7. You do need to stand up more than once an hour
The longer you sit each day, the worse the effect on your health, even if you find an hour out of your day to hit the gym. But while your fitness tracker or smartwatch may prompt you to stand up every hour, it is probably not often enough. Research at Glasgow Caledonian University found that setting an alarm to remind yourself to stand up every 30 minutes could reduce sitting time by 40 minutes a day, thereby cutting your risk of conditions such as type 2 diabetes and heart disease.
Better still, get up and walk for five minutes every half an hour, a practice shown to reduce blood sugar spikes by 58 per cent compared with sitting all day in a recent study from Columbia University. “Prolonged sitting is bad news, and the more often you can break it up with activity, the better,” Wong says.
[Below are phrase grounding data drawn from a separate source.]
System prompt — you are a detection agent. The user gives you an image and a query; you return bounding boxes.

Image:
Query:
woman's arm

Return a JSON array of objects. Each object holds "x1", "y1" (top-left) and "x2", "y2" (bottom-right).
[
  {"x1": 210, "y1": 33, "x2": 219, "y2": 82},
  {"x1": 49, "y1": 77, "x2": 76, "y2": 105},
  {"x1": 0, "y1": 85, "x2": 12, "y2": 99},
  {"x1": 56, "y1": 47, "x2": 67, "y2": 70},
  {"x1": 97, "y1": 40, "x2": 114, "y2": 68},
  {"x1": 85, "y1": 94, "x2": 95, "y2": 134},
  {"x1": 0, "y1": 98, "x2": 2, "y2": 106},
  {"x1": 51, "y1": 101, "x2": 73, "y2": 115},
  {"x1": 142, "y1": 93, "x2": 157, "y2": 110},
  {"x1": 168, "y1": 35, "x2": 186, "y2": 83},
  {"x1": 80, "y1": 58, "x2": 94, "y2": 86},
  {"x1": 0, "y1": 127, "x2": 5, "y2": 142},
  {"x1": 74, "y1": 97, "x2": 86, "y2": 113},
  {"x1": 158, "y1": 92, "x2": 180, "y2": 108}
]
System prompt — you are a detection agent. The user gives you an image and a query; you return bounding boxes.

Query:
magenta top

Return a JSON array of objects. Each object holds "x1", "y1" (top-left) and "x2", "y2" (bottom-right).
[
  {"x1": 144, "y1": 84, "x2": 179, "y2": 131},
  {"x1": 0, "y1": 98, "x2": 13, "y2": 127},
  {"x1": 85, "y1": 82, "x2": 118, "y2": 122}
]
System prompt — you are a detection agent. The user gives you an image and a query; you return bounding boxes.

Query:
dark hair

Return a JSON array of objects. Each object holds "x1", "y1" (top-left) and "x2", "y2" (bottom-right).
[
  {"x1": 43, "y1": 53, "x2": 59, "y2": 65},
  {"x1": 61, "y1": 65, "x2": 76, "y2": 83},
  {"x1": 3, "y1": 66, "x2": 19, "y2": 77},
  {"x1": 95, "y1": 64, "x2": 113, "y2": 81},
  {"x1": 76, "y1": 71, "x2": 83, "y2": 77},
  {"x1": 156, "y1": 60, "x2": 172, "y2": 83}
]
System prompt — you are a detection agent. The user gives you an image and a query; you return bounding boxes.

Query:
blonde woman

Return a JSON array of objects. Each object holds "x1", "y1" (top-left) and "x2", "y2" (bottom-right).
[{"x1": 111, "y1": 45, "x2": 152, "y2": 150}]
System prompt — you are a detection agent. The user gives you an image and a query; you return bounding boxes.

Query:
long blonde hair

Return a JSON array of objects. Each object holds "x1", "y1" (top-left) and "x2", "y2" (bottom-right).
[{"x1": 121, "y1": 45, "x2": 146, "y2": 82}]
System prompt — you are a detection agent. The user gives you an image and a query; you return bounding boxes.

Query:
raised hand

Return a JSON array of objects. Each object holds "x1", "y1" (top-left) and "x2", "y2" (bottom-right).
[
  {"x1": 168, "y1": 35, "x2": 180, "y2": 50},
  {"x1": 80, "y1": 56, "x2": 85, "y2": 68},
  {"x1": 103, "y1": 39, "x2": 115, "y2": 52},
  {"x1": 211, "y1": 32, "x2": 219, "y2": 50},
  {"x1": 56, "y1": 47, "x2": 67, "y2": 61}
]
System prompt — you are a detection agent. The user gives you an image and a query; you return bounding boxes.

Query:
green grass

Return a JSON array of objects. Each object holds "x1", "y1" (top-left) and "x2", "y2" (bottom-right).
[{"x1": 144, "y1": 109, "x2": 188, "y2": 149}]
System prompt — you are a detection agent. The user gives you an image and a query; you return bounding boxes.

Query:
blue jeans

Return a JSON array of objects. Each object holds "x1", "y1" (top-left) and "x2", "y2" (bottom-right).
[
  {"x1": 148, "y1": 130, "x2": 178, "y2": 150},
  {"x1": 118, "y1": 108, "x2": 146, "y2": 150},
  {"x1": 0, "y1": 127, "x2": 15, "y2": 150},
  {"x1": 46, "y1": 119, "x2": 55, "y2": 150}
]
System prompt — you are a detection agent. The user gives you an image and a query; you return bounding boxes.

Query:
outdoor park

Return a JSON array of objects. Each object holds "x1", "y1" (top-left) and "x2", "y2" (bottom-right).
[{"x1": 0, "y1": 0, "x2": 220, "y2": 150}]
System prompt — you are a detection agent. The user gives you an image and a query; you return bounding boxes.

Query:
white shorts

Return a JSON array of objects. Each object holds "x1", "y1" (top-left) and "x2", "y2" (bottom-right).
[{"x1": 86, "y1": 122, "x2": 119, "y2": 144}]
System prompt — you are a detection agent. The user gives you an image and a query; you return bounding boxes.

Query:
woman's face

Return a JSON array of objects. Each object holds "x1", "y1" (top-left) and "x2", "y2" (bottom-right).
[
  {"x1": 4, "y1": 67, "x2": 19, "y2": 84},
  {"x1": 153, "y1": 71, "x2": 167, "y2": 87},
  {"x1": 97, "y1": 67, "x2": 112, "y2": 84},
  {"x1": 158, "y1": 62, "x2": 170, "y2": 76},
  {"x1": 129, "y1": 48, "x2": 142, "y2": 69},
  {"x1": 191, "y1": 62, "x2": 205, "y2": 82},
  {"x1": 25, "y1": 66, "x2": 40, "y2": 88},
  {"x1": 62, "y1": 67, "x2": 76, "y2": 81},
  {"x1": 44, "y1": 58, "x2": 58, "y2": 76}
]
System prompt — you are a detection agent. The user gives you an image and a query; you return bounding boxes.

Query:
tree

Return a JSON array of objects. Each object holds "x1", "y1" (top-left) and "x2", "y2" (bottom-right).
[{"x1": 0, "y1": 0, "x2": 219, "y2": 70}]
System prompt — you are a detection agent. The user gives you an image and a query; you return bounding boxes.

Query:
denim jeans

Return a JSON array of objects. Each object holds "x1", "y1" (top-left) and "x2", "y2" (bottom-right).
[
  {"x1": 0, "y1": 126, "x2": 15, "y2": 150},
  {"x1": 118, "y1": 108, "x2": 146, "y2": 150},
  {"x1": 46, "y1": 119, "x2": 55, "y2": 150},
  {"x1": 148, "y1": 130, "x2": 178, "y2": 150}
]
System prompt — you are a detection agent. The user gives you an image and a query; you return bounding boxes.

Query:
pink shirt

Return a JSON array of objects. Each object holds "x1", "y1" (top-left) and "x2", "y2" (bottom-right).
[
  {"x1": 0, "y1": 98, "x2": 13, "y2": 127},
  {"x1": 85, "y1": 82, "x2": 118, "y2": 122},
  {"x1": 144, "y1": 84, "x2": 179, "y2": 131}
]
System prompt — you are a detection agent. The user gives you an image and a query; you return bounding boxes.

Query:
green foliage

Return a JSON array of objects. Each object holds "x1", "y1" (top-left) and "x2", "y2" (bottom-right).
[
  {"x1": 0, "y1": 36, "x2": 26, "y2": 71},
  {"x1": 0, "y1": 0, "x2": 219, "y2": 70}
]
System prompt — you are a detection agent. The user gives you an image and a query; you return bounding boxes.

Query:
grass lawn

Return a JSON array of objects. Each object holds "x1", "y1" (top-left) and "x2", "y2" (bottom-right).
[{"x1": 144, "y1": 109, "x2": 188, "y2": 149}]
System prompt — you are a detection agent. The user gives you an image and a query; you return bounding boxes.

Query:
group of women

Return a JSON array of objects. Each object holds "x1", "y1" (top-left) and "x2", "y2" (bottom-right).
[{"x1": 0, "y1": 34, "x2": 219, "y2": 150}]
8. You don’t need to perform 50 press-ups to be healthy
Press-ups are widely regarded as the king of all exercises given their effect on improving muscle strength and endurance and working the core, back, shoulders, arms, glutes and legs. The more of them you can do, the better, Wong says, but press-up challenges that set a target of reaching 50 in one go after a month might be too much for some people. Guidelines from the American College ofSports Medicine suggest that 19-30 for women or 21-36 for men aged 20-40 are good targets and 10-21 are goals for men and women in their fifties and sixties.
“You will definitely gain a lot from doing push-ups and studies have shown that men in their thirties and forties who managed ten press-ups or less were at a significantly higher risk of cardiovascular disease in the next decade than those who could do more,” Wong says. “But starting small, even on your knees if you find them tough, and building up to as many as you can manage is better than nothing.”